# hissers



## poison (Aug 20, 2012)

any of you guys know how to breed hissing roaches? i picked up a male and 2 females but im going to get some more adults. and i got very little info on it.


----------



## Tom (Aug 20, 2012)

I've got a colony that I started from three imports in 1992.

Put them in a small opaque tub. Cut out a section or two from the lid or sides with a razor knife and instal some aluminum window screening with hot glue. Put in some egg flats with cardboard dividers. Run some vasesline in a two inch band around the top. Put the tub somewhere warm, like on top of a reptile cage. Put in a few pieces of dog or cat kibble and small amounts of produce or leftover food. Always keep something fresh and "wet" in there for water. Carrots, oranges, potato, apple, grapes, etc...

In a about a year or so, you will be able to drop a whole apple in there and watch it disappear before your eyes.
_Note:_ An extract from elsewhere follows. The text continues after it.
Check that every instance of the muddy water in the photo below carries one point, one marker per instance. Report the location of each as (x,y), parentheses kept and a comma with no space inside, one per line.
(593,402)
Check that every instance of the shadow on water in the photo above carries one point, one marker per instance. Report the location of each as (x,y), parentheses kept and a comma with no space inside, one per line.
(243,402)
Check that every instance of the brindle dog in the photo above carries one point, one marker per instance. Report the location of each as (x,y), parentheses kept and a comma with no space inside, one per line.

They start very slowly and mature slowly, so be patient.


----------



## poison (Aug 20, 2012)

Tom said:


> I've got a colony that I started from three imports in 1992.
> 
> Put them in a small opaque tub. Cut out a section or two from the lid or sides with a razor knife and instal some aluminum window screening with hot glue. Put in some egg flats with cardboard dividers. Run some vasesline in a two inch band around the top. Put the tub somewhere warm, like on top of a reptile cage. Put in a few pieces of dog or cat kibble and small amounts of produce or leftover food. Always keep something fresh and "wet" in there for water. Carrots, oranges, potato, apple, grapes, etc...
> 
> In a about a year or so, you will be able to drop a whole apple in there and watch it disappear before your eyes. They start very slowly and mature slowly, so be patient.
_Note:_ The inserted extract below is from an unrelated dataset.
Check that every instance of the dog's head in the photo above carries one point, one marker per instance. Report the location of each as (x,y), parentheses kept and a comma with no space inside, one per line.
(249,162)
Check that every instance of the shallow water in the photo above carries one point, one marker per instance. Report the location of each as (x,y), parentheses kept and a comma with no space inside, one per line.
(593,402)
cool thanks for the info from what other people are telling me these guys breed very slow do you find that tru? and if so should i switch to dubia?


----------



## Jacqui (Aug 20, 2012)

Tom said:


> In a about a year or so, you will be able to drop a whole apple in there and watch it disappear before your eyes. T



Now that would be neat to see.


----------



## Tom (Aug 20, 2012)

If you are breeding them for food, then yes. Dubia will reproduce much faster. Hissers are one of the slowest reproducers, but they do live a long time. When you get into dubia and some of the other very tropical roaches, temps become much more important. They need to be kept 80-85 all the time.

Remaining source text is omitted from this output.